Not yet born? Caitlin wondered, racking her brain. Then, it struck her.
“Scarlet?” she asked, dumbfounded.
“You were warned once, long ago, that you would have a very great choice to make, between your legacy, and the future of mankind. I’m afraid that time has come.”
“Stop talking in riddles!” Caitlin demanded, standing, her fists bunched, red in the face. She couldn’t listen anymore; she felt as if she were losing her mind. Aiden was the one man in the world from whom she expected rational answers. And he was only making things much, much worse.
“What are you saying about my daughter?”
Aiden shook his head slowly, distressed.
“I understand you’re upset,” he said. “And I am sorry to have to tell you this. But your daughter, Scarlet, is the last of her kind. The last remaining vampire.”
Caitlin looked at Aiden as if he’d lost his mind. She didn’t even know how to respond.

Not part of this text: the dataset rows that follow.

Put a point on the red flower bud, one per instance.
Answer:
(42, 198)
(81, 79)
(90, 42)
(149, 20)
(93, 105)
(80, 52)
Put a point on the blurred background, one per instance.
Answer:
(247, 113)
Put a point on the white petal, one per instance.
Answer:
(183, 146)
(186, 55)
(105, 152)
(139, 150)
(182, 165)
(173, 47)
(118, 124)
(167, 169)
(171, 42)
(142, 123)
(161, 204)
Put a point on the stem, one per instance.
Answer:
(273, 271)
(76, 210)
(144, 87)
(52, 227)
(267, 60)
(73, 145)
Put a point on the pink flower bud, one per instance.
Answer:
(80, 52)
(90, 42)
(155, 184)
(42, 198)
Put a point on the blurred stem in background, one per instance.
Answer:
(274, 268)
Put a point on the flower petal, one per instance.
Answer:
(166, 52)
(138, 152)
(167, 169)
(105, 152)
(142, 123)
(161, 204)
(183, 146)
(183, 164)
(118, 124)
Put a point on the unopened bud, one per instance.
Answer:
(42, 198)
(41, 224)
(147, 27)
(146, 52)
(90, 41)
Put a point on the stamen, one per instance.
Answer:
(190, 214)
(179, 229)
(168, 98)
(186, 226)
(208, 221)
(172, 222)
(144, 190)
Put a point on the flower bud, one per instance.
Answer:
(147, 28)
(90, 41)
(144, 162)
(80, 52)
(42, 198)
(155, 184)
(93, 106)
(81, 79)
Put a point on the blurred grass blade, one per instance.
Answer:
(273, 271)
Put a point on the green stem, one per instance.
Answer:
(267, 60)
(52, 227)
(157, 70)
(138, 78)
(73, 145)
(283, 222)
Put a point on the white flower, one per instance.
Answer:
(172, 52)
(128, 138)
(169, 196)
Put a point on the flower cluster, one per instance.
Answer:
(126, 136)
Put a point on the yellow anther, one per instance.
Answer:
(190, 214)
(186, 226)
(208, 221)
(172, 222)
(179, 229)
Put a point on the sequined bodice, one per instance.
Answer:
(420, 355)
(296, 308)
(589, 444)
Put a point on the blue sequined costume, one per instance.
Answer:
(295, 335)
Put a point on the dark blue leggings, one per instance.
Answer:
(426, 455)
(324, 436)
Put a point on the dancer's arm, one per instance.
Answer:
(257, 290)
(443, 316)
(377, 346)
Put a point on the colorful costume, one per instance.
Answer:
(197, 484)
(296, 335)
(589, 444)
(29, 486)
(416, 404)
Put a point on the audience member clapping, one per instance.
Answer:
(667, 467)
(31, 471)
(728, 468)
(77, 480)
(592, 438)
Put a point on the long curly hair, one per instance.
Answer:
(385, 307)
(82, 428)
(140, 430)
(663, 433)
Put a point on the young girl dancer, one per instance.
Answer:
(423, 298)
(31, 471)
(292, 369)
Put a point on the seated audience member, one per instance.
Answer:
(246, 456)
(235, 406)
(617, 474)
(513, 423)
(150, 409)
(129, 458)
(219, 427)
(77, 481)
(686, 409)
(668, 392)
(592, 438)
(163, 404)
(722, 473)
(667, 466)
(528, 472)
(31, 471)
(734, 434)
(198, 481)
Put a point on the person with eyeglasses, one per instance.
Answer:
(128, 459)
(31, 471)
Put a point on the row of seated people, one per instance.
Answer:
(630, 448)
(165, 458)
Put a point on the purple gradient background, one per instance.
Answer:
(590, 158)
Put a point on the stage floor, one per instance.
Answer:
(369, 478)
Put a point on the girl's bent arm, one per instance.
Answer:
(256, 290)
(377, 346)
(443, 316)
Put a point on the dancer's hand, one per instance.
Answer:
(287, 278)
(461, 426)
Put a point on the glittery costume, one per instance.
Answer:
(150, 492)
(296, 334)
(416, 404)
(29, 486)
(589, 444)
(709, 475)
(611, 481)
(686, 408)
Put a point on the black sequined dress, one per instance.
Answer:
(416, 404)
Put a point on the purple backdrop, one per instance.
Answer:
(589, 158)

“She is coming of age,” he continued. “She will soon change. And when she does, she will unleash it on the world. Once again, our world will be besieged by the plague of vampirism.”
Aiden took two steps towards Caitlin. He placed a hand on her shoulder, looked into her eyes, as serious as she had ever seen him.
“That is why this journal came to you now. As a warning. You must stop her. For the sake of mankind. Before it’s too late.”
“Have you lost your mind?” Caitlin snapped back, but feeling unsure. “Do you even realize what you’re saying? That my daughter is a vampire? Are you for real? And what do you mean, stop her? What is that even supposed to mean?”
Aiden looked down at the floor, grim, looking much older in that moment than Caitlin had ever seen him.
And then, suddenly, she realized what he’d meant: kill her. He was telling her to kill her own daughter.
The realization struck her like a knife in the gut. She was so horrified, so physically sick from it, that she couldn’t bear to be near Aiden for another second.
“Caitlin, wait!” he called out.
But she couldn’t. Without a word, she turned and bolted out of his office.
She ran, as fast as she could, like a mad woman down the halls, determined to never, ever, come back again.